Her zaman utanmaktan çok korkan biri oldum. İstedim ki hep doğru adımlar atayım, doğru kararlar vereyim, incitmeyeyim, incinmeyeyim. O yüzdendir kavga etmeyişim, çirkin cümleler kurmayışım, her olayın altında güzel bir şey arayıp, her şerri hayra yoruşum. Yoksa ben de bilirim bir cümleyle insan öldürmeyi ama yapamam; kıyamam işte. Haa; içimden geçmez mi? Hem de nasıl geçer. Ağzıma geleni saysam, ısırsam, vursam, üstünde tepinsem; ama dedim ya, ben hiçbir canlıya kıyamam.

Evliliğim daha 3 aylık olmadan; evlenir evlenmez çocuk yapmam diyen ben, yanlıştır diye kırıp yenisini yaptığım her testte pozitifle karşılaşıyorum. Akşam eve geldiğinde , sanki haberlerde duyduğum bir haberi aktarır gibi söylüyorum hamile olduğumu. Gözlerinden belli, seviniyor ama öyle filmlerdeki gibi sarılıp, havalarda döndürmüyor beni ya da yeri göğü inletecek kahkahalar atmıyor. Sevinç tepkilerimiz var ama sanki her sene bir çocuğa alışıkmışız gibi gayet normal davranıyoruz; ama o normalliğin aksine her akşam ilk konuştuğumuz konu bu oluyor. İsim hakkını ben almak istiyorum ve nedense hep kız isimleri düşünüyoruz.

Ben Gülce olsun istiyorum, hep gülsün; o ise aklına, hayaline gelen en saçma isimleri sıralıyor. Her gün işten yeni isimler düşünüp ya da birilerine sormuş olup geliyor ama bana kabul ettiremiyor; sadece gülüyorum ama kötü yorumlarda bulunmuyorum. Sadece Gülce olacak! Bir şekilde halledeceğim. Bu isim çok sevdiğim bir şiire ait ve aklımda kalan birkaç satırını okuyorum O'na:

Bir gamzelik rüzgâr yetecek
Ha itti beni, ha itecek
Güzelliğin zulme çaldığı sınır
Uçurumun kenarındayım Hızır
Ben fakir
En hakir
Bin taksir
Ateşten
Kalleşten
Mızrakla gürzden
Dabbetülarz'dan
Deccal'dan, yedi düvelden
Korku nedir bilmeyen ben
Tir tir titriyorum Gülce'den
Ödüm patlıyor Gülce'ye bakmaktan
Nutkum tutuluyor, ürperiyorum
Saniyeler gözlerimde birer can
Her saniyede bir can veriyorum

Okuyorum okumasına da, başka birçok konuda olduğu gibi, şiirde de anlaşamıyoruz. Yok, adam sevmiyor. Ben kitap okumadan gün geçiremem, O hiç okumuyor. Ben Türkçe pop, sanat müziği severim, O arabesk. Ben dram, korku-gerilim, aksiyon filmlerini severim, O otuzuncu tekrar İnek Şaban filmlerini. Ben belgesel izlerim, o tele vole. "Sanat belgeseli bunlar!" der bir de pişkin pişkin... Yani ben siyahsam o beyaz; ortak hiçbir konumuz yok ve ben bunu çok geç fark ediyorum.
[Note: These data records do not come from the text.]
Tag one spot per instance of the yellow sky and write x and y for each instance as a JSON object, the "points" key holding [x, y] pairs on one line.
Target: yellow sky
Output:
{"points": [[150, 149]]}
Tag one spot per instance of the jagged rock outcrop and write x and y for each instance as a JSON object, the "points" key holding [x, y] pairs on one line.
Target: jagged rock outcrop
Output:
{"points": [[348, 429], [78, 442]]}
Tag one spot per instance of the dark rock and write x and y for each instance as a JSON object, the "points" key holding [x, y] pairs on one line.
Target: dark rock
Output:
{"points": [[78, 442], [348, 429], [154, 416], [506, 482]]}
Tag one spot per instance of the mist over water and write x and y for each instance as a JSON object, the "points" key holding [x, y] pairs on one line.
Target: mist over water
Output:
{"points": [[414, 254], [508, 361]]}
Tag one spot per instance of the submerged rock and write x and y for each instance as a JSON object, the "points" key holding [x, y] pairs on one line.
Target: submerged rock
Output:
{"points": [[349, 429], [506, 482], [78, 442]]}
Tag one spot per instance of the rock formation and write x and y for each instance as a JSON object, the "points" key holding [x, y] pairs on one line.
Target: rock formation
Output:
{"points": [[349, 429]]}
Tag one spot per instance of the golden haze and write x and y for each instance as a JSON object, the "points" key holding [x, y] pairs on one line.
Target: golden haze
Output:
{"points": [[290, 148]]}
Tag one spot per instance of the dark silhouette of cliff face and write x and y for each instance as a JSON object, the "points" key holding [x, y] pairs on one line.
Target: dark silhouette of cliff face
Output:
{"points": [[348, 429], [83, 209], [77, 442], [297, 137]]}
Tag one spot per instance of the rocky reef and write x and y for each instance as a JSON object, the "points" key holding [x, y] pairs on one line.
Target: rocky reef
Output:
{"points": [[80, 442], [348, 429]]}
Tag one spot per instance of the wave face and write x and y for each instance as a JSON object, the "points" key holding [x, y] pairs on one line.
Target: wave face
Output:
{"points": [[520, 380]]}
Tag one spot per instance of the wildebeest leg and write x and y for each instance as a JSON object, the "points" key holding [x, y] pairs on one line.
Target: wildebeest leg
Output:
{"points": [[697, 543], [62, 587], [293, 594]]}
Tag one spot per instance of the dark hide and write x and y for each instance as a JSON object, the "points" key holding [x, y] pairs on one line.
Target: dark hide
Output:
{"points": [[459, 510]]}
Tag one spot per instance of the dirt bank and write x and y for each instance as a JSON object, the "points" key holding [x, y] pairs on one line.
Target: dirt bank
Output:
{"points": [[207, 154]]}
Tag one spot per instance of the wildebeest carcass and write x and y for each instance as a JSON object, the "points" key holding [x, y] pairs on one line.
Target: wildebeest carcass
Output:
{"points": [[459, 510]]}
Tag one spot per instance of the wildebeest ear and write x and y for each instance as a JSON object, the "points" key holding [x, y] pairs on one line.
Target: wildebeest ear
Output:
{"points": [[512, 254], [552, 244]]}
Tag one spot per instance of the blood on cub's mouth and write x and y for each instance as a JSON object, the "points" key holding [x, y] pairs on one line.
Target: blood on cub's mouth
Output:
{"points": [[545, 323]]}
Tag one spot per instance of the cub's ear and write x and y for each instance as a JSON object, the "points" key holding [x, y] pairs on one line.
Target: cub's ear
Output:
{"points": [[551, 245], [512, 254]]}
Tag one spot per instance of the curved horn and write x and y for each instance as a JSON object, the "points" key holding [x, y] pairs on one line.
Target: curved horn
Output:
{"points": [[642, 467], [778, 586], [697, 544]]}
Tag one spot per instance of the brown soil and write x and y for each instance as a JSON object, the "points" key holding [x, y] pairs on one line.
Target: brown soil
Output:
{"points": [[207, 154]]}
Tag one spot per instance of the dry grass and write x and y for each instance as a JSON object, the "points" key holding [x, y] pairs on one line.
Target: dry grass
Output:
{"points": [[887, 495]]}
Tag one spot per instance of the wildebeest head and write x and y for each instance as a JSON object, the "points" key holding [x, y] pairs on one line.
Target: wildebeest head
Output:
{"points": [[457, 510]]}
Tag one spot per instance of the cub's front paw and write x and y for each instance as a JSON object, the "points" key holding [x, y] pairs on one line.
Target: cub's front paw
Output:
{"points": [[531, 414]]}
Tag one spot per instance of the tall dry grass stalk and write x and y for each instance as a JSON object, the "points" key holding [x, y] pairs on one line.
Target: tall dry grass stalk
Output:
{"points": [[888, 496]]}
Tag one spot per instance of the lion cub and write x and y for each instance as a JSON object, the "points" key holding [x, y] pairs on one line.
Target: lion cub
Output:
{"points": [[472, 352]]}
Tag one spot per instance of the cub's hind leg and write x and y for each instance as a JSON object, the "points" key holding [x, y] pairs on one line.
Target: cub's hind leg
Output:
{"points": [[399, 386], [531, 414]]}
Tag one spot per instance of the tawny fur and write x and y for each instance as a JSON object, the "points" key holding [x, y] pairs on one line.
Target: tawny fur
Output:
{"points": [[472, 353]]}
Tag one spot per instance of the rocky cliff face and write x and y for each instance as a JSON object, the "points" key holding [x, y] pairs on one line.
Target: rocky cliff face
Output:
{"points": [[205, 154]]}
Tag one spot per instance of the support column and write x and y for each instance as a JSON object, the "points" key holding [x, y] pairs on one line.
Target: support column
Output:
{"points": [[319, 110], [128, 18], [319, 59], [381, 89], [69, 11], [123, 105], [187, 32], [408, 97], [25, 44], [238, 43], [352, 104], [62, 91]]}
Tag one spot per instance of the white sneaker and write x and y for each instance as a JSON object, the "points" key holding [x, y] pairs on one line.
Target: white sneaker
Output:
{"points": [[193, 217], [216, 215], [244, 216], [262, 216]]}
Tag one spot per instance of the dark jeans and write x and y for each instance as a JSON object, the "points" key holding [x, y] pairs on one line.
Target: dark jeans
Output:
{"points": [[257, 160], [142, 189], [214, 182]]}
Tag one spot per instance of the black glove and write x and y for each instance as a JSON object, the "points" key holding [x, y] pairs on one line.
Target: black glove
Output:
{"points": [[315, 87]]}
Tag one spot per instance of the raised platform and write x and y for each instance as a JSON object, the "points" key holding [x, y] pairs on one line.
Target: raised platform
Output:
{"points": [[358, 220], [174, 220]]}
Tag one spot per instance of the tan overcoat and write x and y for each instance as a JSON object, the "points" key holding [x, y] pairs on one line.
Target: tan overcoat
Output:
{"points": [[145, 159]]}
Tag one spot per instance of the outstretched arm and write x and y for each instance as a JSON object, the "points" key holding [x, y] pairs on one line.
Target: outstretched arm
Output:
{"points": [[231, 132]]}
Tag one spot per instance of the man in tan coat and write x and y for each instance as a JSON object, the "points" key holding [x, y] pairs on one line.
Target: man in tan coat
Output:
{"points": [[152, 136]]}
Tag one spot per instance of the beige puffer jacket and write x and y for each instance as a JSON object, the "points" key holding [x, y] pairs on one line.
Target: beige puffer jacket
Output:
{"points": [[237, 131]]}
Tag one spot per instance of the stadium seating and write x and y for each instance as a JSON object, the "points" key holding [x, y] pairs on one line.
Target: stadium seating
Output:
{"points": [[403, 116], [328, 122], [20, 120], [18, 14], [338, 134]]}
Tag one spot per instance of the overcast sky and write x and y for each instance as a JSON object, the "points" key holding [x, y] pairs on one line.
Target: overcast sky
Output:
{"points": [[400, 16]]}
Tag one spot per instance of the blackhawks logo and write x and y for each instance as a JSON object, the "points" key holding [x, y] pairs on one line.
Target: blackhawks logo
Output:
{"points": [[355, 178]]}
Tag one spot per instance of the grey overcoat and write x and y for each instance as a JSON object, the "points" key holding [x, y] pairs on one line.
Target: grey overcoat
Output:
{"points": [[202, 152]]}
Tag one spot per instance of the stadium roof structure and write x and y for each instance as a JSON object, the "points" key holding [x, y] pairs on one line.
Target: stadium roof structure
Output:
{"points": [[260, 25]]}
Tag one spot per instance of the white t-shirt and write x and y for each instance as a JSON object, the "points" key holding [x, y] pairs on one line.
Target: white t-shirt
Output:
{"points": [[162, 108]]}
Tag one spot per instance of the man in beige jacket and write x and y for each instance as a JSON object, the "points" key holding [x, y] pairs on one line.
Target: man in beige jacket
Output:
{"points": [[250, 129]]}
Hamile olduğumu uzun bir bekleyişten sonra haber verdiğim kayınvalidemler, havalara uçuyor. Anneme söylediğimde ise beklediğim tepkiyi alıyorum, pek de sevinmiyor; çünkü bu evlilikten umutlu değil. Bu evliliğin yürümeyeceğinden çok emin görünüyor ve bu çocuğun işleri zorlaştıracağını düşünüyor. Annem bunca insan arasındaki tek doğru gözlemci farkındayım(Aslı'yı da unutmamak gerek) ama ısrarla her şeyin yolunda olduğunu söylediğim için yapabileceği bir şey yok.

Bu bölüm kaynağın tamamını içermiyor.